Le dernier livre de la Bible, l’Apocalypse de saint Jean, explicite ce processus au chapitre 6, à travers sa vision du déroulement de l’histoire humaine. Il s’agit d’un livre scellé de sept sceaux. Les quatre premiers décrivent l’humanité laissée à elle-même, suivant une courbe inexorable qui descend vers la mort. Avec le cinquième sceau nous entrons dans le mouvement inverse, l’activité salvatrice de Dieu. Et cela commence justement avec le cri des « âmes de ceux qui furent égorgés… » (Apocalypse 6,9-11), en qui il faut voir non seulement les martyrs chrétiens, mais « tout le sang innocent répandu sur la terre, depuis le sang de l’innocent Abel » (Matthieu 23,35 ; voir Apocalypse 18,24). En Dieu, le sang des innocents reçoit une efficacité qui contrecarre les effets destructeurs de la violence. Leur apparente défaite inaugure un mouvement de libération qui culmine dans la croix du Christ.
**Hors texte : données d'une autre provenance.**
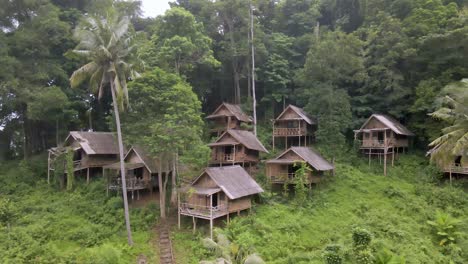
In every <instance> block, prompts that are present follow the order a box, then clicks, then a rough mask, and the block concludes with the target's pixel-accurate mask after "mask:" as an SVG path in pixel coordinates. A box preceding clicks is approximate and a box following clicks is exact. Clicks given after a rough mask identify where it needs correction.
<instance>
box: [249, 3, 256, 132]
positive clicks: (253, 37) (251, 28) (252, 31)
mask: <svg viewBox="0 0 468 264" xmlns="http://www.w3.org/2000/svg"><path fill="white" fill-rule="evenodd" d="M253 33H254V28H253V6H252V1H250V45H251V48H252V74H251V79H252V99H253V123H254V135H255V136H256V135H257V97H256V95H255V46H254V42H253V40H254V34H253Z"/></svg>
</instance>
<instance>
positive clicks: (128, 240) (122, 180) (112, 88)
mask: <svg viewBox="0 0 468 264" xmlns="http://www.w3.org/2000/svg"><path fill="white" fill-rule="evenodd" d="M110 84H111V93H112V104H113V106H114V115H115V126H116V127H117V141H118V143H119V158H120V177H121V179H122V195H123V199H124V214H125V226H126V228H127V239H128V244H129V245H133V239H132V229H131V228H130V214H129V211H128V199H127V181H126V180H125V172H126V171H125V163H124V152H123V141H122V131H121V129H120V114H119V107H118V104H117V97H116V96H115V86H114V80H113V79H112V78H111V81H110Z"/></svg>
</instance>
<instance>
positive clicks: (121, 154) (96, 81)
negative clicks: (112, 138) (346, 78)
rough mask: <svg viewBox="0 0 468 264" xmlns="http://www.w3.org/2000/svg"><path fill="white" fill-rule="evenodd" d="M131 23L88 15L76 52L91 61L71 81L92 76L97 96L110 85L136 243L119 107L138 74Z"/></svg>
mask: <svg viewBox="0 0 468 264" xmlns="http://www.w3.org/2000/svg"><path fill="white" fill-rule="evenodd" d="M129 25H130V20H129V19H128V18H127V17H119V16H118V15H117V14H115V13H112V12H110V13H108V15H107V17H106V18H96V17H88V18H87V19H86V20H85V21H84V22H83V23H82V24H81V25H80V26H79V27H78V28H77V30H76V31H75V37H76V38H77V40H78V41H79V44H78V46H77V47H76V48H75V50H73V52H74V53H75V54H78V55H80V56H83V57H84V58H85V59H86V60H87V61H89V62H88V63H87V64H85V65H83V66H82V67H81V68H79V69H77V70H76V71H75V72H73V74H72V76H71V77H70V83H71V86H72V87H76V86H78V85H79V84H81V83H82V82H83V81H85V80H89V86H90V89H91V91H92V92H94V93H97V94H98V98H101V97H102V96H103V95H104V92H105V89H107V88H110V91H111V94H112V102H113V107H114V115H115V123H116V127H117V139H118V143H119V154H120V155H119V156H120V175H121V178H122V181H121V182H122V194H123V199H124V210H125V224H126V227H127V236H128V244H129V245H133V241H132V232H131V228H130V217H129V212H128V200H127V188H126V184H125V182H126V181H125V168H124V153H123V142H122V132H121V129H120V115H119V110H120V111H123V110H124V109H125V107H126V106H128V91H127V80H129V79H132V78H135V77H136V76H137V75H138V73H137V72H136V71H135V66H134V65H137V64H132V63H130V62H131V61H132V62H138V61H137V60H136V58H135V56H134V54H135V47H134V46H133V35H132V34H130V32H129Z"/></svg>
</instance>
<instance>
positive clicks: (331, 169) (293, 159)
mask: <svg viewBox="0 0 468 264" xmlns="http://www.w3.org/2000/svg"><path fill="white" fill-rule="evenodd" d="M289 152H294V153H295V154H296V155H297V156H299V157H301V158H302V160H303V161H305V162H307V163H308V164H309V165H310V166H312V167H313V168H314V169H316V170H318V171H329V170H333V169H334V168H335V167H334V166H333V164H331V163H330V162H328V161H327V160H326V159H325V158H323V157H322V156H321V155H320V154H319V153H318V152H317V151H316V150H314V149H311V148H308V147H291V148H289V149H287V150H286V151H285V152H283V153H281V154H280V155H279V156H278V157H277V158H276V159H273V160H268V161H267V163H278V164H293V163H296V162H298V161H300V160H297V159H291V158H286V157H285V155H286V154H287V153H289Z"/></svg>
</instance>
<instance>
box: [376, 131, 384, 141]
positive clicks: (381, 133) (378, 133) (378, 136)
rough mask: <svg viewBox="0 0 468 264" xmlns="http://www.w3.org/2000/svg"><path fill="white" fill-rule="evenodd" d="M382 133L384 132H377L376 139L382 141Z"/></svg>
mask: <svg viewBox="0 0 468 264" xmlns="http://www.w3.org/2000/svg"><path fill="white" fill-rule="evenodd" d="M383 133H384V132H379V133H377V139H378V140H379V141H383V138H384V134H383Z"/></svg>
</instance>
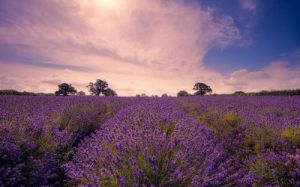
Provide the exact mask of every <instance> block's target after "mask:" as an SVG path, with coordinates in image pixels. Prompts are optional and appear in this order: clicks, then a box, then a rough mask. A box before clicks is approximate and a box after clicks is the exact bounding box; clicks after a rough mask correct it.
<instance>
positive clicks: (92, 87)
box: [87, 79, 108, 96]
mask: <svg viewBox="0 0 300 187" xmlns="http://www.w3.org/2000/svg"><path fill="white" fill-rule="evenodd" d="M87 87H88V88H89V91H90V93H91V94H92V95H97V96H99V95H100V94H103V95H104V92H105V91H106V89H107V88H108V83H107V82H106V81H105V80H101V79H97V80H96V82H95V83H92V82H90V83H89V85H87Z"/></svg>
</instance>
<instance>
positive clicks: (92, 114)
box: [0, 96, 300, 187]
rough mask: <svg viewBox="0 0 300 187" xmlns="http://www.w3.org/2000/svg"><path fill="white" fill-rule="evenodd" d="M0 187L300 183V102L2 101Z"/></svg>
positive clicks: (281, 101) (296, 100)
mask: <svg viewBox="0 0 300 187" xmlns="http://www.w3.org/2000/svg"><path fill="white" fill-rule="evenodd" d="M0 186H153V187H154V186H300V97H298V96H295V97H222V96H218V97H184V98H172V97H164V98H150V97H149V98H148V97H144V98H142V97H140V98H137V97H136V98H133V97H132V98H125V97H124V98H122V97H78V96H69V97H50V96H49V97H21V96H1V97H0Z"/></svg>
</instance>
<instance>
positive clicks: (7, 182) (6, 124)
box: [0, 96, 134, 186]
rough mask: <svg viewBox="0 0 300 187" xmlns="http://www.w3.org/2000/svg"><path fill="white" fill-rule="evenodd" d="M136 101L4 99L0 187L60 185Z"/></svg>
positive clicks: (0, 128)
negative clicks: (102, 128) (90, 147)
mask: <svg viewBox="0 0 300 187" xmlns="http://www.w3.org/2000/svg"><path fill="white" fill-rule="evenodd" d="M130 102H134V101H132V99H129V98H128V99H124V98H123V99H118V98H105V99H99V98H93V97H67V98H62V97H18V96H17V97H13V96H3V97H0V186H42V185H61V184H63V183H64V182H65V180H66V175H65V171H64V170H63V168H62V167H61V166H62V165H63V164H64V163H67V162H68V161H70V160H72V157H73V150H74V148H75V147H77V146H78V144H79V143H80V142H81V141H82V140H83V139H84V138H85V137H87V136H89V135H90V134H91V133H93V132H94V131H95V130H96V129H98V128H100V126H101V124H102V123H103V122H105V121H106V120H107V119H109V118H111V117H112V116H113V115H114V114H115V113H116V112H117V111H118V110H120V109H122V108H125V107H126V106H127V105H129V103H130Z"/></svg>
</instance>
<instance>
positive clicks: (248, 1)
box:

C’est cela qui est manifesté par l’ouverture du sceau suivant, où il s’agit du « grand Jour de la colère de l’Agneau » (Apocalypse 6,17). La « colère de Dieu » est le terme technique utilisé dans la Bible pour exprimer sa réponse au péché qui vise le rétablissement de la justice bafouée. Ici, il se réfère à l’acte par lequel Jésus prend sur lui tout le mal humain en en subissant les conséquences jusqu’à l’extrême, dans son propre corps (voir 1 Pierre 2,21-24).
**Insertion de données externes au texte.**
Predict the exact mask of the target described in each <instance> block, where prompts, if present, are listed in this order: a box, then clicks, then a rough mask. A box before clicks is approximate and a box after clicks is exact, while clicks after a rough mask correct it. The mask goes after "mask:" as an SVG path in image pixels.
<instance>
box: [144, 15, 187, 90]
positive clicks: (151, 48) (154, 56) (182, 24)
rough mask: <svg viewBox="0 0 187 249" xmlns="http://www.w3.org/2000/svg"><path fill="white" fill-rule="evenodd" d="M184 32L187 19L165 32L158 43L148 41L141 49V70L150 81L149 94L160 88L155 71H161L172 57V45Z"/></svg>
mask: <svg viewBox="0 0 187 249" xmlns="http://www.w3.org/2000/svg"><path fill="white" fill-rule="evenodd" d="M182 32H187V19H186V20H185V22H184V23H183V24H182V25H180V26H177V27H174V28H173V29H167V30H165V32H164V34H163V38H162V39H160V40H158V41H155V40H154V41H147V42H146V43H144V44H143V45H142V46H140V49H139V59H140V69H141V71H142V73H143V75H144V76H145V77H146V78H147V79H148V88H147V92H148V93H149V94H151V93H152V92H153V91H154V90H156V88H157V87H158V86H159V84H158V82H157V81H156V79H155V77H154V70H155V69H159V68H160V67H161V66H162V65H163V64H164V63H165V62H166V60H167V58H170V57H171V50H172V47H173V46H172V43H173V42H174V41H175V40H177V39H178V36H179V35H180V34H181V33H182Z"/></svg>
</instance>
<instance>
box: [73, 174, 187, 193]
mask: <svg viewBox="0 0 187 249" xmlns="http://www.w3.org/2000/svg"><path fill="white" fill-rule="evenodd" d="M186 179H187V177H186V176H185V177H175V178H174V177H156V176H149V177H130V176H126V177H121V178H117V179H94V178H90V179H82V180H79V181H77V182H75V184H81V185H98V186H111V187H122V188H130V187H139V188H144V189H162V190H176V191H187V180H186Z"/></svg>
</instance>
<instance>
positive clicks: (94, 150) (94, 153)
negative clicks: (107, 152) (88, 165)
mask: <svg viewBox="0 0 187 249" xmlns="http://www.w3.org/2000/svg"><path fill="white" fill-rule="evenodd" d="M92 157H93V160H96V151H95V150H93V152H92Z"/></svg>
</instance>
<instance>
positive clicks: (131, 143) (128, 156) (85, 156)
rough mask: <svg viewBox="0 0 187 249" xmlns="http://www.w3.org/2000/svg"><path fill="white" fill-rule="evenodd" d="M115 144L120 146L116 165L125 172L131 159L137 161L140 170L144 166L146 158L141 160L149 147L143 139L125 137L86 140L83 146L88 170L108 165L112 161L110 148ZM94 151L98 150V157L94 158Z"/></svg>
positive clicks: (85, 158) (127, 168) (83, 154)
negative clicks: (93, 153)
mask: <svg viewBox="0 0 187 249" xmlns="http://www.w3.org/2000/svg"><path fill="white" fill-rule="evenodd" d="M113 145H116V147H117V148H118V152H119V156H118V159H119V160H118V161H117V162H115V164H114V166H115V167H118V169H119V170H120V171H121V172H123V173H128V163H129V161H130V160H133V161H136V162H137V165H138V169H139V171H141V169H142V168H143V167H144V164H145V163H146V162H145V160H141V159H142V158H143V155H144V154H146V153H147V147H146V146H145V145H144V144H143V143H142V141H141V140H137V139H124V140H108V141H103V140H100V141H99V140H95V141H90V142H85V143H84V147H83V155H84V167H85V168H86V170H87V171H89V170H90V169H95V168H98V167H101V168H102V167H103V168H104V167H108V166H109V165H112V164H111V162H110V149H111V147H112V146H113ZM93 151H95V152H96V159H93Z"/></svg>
En donnant sa vie jusqu’au bout, Jésus partage le sort de toutes les victimes innocentes et assure ainsi que leur peine n’a pas été vaine. Il porte leurs souffrances à l’intérieur de sa propre relation avec celui qu’il appelle abba, Père, et, puisque le Père l’écoute toujours (voir Jean 11,42), nous avons la garantie que cette souffrance n’est pas perdue. Elle entraîne la disparition de l’ancien ordre mondial marqué par l’injustice, et l’apparition « de nouveaux cieux et d’une nouvelle terre, où la justice habitera » (2 Pierre 3,13). Voici la réponse définitive, parce que vécue, donnée à Ivan Karamazov et à Job. Loin de tolérer ne fût-ce qu’un seul instant la souffrance des innocents, dans son Fils unique Dieu boit avec eux cette coupe amère jusqu’à la lie et, ce faisant, la transforme en coupe de bénédiction pour tous.